Figure 3 captures pathline speed (integrated over 130 minutes) through the GS in rats anesthetized with either DEXM+ISO or ISO. The speed pathlines associated with the whole brain are shown as a 3D volume rendered color-coded map. Higher and lower magnitudes of speed are represented by red and blue colors, respectively. More speed pathlines are apparent in the frontal part of the brain in the DEXM+ISO anesthetized rats compared to ISO. Paradoxically, in the ISO anesthetized state, pathline speed appears to be higher in the nasal conchae (arrows). In Figure 4, we have captured the faster (red) and slower (green) moving speed lines, given in arbitrary units (a.u.) in an ISO anesthetized rat (Figures 4A, B) compared to a DEXM+ISO anesthetized rat (Figures 4C, D). It is obvious that the proportion of faster moving particles in the clustered pathlines is higher in ISO than DEXM+ISO anesthetized rats, as confirmed via quantitative analysis (Figure 4E). These differences suggest that solute efflux to lymphatic vessels in the nasal conchae may be acting as an efflux `valve' in the setting of impaired fluid flow in ISO anesthesia.

Fig. 3.

Speed pathlines over 130 minutes of GS transport distinguishing flow behavior under two anesthetics, DEXM+ISO (top) and ISO (bottom).

Fig. 4.

Speed pathlines into the nasal conchae extracted from the GS speed `connec-tome' and divided up into fast (red) speed lines with speed magnitude > 0055 a.u. and slower (green) speed lines with speed magnitudes in the range of 0:001 – 0:050 a.u. (A, B) ISO anesthetized rats are characterized by rapid efflux of solute into the nasal cavity and (C, D) the vast majority of speed lines in the DEXM+ISO anesthetized rats are slower. (E) Proportion of voxels with fast moving solute. Data are mean ∓ SEM.
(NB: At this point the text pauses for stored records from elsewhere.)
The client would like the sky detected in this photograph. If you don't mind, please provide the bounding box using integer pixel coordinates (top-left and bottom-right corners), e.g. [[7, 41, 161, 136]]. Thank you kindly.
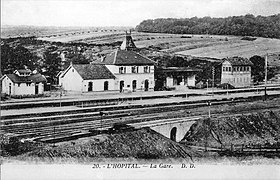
[[1, 0, 280, 27]]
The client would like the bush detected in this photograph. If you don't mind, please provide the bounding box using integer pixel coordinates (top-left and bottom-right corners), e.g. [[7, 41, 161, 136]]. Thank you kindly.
[[241, 36, 257, 41], [181, 36, 192, 38], [11, 94, 50, 99]]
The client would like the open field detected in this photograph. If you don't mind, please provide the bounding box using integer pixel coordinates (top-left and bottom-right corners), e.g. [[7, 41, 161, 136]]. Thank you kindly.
[[1, 26, 280, 59], [42, 32, 280, 59]]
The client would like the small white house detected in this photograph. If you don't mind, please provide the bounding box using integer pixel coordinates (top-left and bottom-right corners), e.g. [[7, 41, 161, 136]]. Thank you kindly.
[[158, 67, 201, 89], [221, 57, 252, 87], [96, 49, 155, 92], [1, 69, 47, 95], [59, 64, 116, 92], [57, 33, 155, 92]]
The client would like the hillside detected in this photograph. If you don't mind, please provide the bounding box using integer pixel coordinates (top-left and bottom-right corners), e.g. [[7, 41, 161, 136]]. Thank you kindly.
[[182, 111, 280, 149], [136, 14, 280, 38]]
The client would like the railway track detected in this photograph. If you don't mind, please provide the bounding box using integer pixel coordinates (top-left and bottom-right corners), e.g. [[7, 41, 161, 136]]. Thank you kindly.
[[1, 95, 280, 142]]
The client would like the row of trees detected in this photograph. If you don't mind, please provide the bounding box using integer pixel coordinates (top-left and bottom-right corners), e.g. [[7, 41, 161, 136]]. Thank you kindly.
[[1, 43, 90, 84], [136, 14, 280, 38]]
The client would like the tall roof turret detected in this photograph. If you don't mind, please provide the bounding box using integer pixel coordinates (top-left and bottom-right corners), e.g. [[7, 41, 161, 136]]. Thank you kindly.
[[120, 31, 137, 50]]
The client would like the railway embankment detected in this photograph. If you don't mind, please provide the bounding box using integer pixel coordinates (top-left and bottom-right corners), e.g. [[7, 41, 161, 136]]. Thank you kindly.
[[182, 109, 280, 156], [1, 128, 200, 162]]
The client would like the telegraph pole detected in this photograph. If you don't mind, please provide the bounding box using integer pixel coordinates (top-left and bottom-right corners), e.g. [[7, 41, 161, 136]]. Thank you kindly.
[[204, 101, 211, 151], [212, 66, 215, 96], [264, 54, 268, 100]]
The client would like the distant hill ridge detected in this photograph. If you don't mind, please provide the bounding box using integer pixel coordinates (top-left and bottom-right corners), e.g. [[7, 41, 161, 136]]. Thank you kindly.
[[136, 14, 280, 39]]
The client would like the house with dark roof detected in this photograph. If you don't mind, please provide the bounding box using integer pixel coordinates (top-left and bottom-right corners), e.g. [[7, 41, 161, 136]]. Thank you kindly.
[[1, 69, 47, 95], [59, 64, 116, 92], [221, 56, 253, 87], [95, 33, 155, 92], [157, 67, 202, 90]]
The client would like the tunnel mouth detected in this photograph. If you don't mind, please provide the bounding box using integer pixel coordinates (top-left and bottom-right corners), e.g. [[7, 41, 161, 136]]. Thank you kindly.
[[170, 127, 177, 141]]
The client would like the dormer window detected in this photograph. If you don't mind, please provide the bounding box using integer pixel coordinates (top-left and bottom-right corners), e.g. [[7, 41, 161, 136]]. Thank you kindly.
[[119, 67, 126, 74], [14, 69, 31, 77], [144, 66, 150, 73], [131, 66, 138, 73]]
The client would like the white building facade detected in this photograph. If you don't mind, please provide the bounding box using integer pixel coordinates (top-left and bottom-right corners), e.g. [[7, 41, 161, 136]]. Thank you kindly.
[[58, 34, 155, 92], [59, 64, 115, 92], [100, 50, 155, 92], [1, 70, 47, 96]]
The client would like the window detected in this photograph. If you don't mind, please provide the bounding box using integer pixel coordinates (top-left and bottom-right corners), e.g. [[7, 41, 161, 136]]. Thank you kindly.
[[144, 66, 149, 73], [104, 81, 109, 91], [131, 66, 138, 73], [119, 67, 126, 74]]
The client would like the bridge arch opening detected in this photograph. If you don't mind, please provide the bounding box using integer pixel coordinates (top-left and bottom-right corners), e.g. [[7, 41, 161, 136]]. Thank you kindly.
[[170, 127, 177, 141]]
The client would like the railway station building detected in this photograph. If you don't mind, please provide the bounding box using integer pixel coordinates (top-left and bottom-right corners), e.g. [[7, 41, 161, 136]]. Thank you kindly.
[[59, 33, 154, 92], [157, 67, 201, 90], [221, 56, 253, 88], [1, 69, 47, 95]]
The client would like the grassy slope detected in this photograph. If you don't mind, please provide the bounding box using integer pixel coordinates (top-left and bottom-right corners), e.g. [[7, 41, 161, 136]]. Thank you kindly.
[[184, 111, 280, 148], [12, 128, 197, 160]]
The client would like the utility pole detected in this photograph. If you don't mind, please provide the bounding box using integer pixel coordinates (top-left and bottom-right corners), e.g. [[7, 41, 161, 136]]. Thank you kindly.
[[264, 54, 268, 100], [99, 111, 104, 130], [206, 79, 208, 94], [212, 66, 215, 96], [204, 101, 211, 151]]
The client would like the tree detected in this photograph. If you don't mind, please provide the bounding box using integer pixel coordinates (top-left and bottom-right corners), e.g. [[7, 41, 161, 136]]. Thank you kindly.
[[43, 47, 62, 84], [250, 56, 265, 82], [1, 44, 38, 74]]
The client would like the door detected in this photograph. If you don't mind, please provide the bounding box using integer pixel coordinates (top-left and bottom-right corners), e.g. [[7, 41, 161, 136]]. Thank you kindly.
[[132, 80, 137, 92], [88, 82, 93, 91], [170, 127, 177, 141], [145, 79, 149, 91], [120, 81, 124, 92], [35, 83, 39, 94], [104, 81, 109, 91]]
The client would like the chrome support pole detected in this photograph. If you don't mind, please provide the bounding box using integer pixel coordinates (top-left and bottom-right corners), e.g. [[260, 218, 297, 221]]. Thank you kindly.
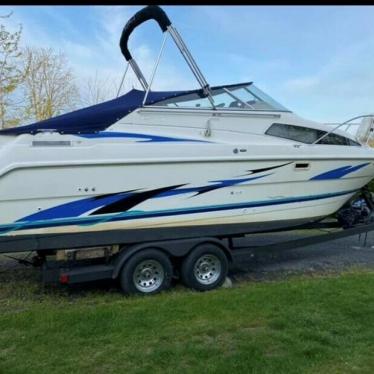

5. Conclusion and Future Work

We presented a Lagrangian representation of Fisher-Rao regularized OMT to represent time-varying dynamics and various attributes in a single visualization. The resultant framework was then used to capture known GS transport flow patterns and provide additional insights in distinguishing GS function under different anesthetic conditions in addition to clearance of solutes via the olfactory nerves and into the nasal conchae. In the future, we will use the computed particle attributes as features in machine learning algorithms to differentiate and classify various transport related flow patterns for diagnostic purposes.